Paralel yapının yapmadığı yok ki. Bunlar işadamlarına, akademisyenlere, güvenlik güçlerine şantaj yaparlar. Bunlar siyasetçilere şantaj yaparlar, hepsine yaptılar, yapıyorlar. Ellerinden gelse bana da yapacaklar. Böceği yerleştirdiler ama bir şey bulamadılar.
Ey paralel yapı ve başındakiler, beddualar ediyorsunuz. Varın siz beddua edin, biz bedduaya lanet, dualara evet diyoruz.
İstediğin kadar beddua et. Yurtlarda yavruları bedduaya kaldırıyorlar. Hale bakın. Bu ne zillettir, bu nerelere düşüştür.
Adli raporu ortada, her şey ortada. Ama biz sabrediyoruz. Şu anda bir medya grubu bu bacımızı maalesef o paralel örgütle birlikte böyle bir şey olmadığına inandırmaya çalışıyor. Aile nedir, çoluk çocuk nedir bilmez, onun böyle bir derdi yok. Çocuk nedir biz biliriz
‘’Türkün örfünde kadına el uzatmak yoktur.’’ Sen zaten Gezicilerle hareket ettin. Bunu Geziciler yaptı. Bunu o başörtülü bacıma yaptılar.
Bu medyaya, bu köşe yazarlarına, yorumcular, CHP ve MHP’ye talimat verdi. Düğmeye bastı. Koro halinde o kızımıza saldırıyorlar. Hak tecelli edecek. Bunlar talimatla yapılıyor. 17 Aralık darbe girişimi Gezi olaylarının devamıdır.

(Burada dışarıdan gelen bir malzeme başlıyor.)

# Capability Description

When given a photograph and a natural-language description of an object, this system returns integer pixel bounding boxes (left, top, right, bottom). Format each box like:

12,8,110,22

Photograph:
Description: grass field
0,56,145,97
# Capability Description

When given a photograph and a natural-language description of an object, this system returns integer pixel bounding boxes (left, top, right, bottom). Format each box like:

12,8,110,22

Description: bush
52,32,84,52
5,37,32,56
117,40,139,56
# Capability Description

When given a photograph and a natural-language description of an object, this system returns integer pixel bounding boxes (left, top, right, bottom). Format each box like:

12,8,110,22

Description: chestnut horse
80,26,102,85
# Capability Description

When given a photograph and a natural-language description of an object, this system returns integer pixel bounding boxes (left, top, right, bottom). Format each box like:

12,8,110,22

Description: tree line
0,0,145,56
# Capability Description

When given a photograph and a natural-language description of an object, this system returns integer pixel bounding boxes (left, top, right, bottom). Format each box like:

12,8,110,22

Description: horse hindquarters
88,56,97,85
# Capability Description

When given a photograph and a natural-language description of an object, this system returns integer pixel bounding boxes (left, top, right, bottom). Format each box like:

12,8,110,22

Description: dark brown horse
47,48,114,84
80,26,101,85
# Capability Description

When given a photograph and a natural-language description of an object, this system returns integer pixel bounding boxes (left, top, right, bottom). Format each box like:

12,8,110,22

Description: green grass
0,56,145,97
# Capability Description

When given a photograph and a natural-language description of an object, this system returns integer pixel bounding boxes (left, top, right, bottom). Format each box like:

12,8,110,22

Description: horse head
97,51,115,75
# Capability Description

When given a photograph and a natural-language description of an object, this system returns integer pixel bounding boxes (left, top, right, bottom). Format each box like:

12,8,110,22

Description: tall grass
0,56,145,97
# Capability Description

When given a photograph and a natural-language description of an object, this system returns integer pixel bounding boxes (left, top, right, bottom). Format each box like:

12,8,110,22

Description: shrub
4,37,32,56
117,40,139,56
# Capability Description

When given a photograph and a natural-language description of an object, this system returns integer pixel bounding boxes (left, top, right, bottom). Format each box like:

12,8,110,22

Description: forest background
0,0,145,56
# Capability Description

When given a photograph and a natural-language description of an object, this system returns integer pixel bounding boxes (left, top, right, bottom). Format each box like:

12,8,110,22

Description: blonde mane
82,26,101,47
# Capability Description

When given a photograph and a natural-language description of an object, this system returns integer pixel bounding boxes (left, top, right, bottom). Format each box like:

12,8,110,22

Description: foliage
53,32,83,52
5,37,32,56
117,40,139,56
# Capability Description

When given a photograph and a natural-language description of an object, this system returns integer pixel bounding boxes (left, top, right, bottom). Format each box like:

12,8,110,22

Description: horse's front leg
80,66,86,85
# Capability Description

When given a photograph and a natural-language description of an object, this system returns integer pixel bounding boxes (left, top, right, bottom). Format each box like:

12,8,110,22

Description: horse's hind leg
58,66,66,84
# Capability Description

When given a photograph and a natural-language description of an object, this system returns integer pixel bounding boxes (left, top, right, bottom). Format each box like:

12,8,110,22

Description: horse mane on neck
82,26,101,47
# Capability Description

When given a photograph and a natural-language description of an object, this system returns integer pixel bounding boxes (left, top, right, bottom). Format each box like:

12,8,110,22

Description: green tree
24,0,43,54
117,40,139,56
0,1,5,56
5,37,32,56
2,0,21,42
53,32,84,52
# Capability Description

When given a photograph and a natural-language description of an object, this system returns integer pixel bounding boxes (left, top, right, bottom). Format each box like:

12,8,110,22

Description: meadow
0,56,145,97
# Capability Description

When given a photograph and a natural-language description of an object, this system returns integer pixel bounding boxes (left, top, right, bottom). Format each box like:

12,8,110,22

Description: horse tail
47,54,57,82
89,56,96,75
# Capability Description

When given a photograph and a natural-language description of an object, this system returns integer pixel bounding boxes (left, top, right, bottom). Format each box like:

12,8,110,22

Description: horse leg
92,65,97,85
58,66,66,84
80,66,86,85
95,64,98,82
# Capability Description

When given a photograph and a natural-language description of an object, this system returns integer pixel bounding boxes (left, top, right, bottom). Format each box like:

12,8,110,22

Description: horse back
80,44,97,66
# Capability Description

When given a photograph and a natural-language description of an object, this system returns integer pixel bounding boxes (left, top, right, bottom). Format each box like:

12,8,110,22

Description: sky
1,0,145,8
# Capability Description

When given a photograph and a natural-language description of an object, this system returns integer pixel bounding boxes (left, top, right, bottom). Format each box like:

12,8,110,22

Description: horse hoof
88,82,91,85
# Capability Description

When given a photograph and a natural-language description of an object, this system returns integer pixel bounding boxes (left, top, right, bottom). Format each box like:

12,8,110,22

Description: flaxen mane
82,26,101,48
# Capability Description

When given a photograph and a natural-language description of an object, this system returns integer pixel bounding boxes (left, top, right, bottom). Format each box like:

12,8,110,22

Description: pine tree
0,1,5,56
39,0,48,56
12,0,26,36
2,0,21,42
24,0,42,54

Sivas’a hiç şehit cenazesi geliyor mu? Bunlar kandan beslenen vampirler.
Bizim zorlamamızla o da birkaç kere ancak Sivas’ın doğusuna geçebildi. Bir kez Hakkari’ye gitti bu CHP’nin başı. Türk Bayrağı’nı sallayamadı biliyor musun? Dün partimin gençlerine Hakkari’de saldırdılar. Ey Hakkari’de gururla gezdiğini ortaya koyan siyasi parti siz böyle mi seçim yapacaksınız. Böyle taşla, molotofla kalkacaksın partimin gençlik kollarına saldıracaksın. Demokrasi bu değil. Partinizin adının Barış Demokrasi olması bir şey ifade etmez. Asıl olan uygulama.
30 Mart’ta Gezici vandallara karşı sizler sözünüzü söyleyeceksiniz. O paralel örgüte son sözünüzü söyleyeceksiniz. CHP esersizlik, BDP gerilim, MHP hakaret siyasi, Ak Parti hizmet siyasetidir.
Bu genç kızlarımız neler çekti? Ben babayım. Benim kızlarımı da İmam hatipin kapısından çevirdiler. Başınızı açacaksınız dediler. Başlarını açmadıkları için vatanında okuyamadı. Öz yurdunda garipsin, öz yurdunda parya. Biz bunları yaşadık. Bu da bir çok şeylere vesile oldu. Neden yıllarca o zulmü yaptılar. Hani özgürlükçüydü bunlar. Bu CHP mi özgürlükçü. Şimdi bir tane başı örtülü hanım kardeşimizi belediye başkan adayı yaptı. Hamdolsun bugünleri de gördük.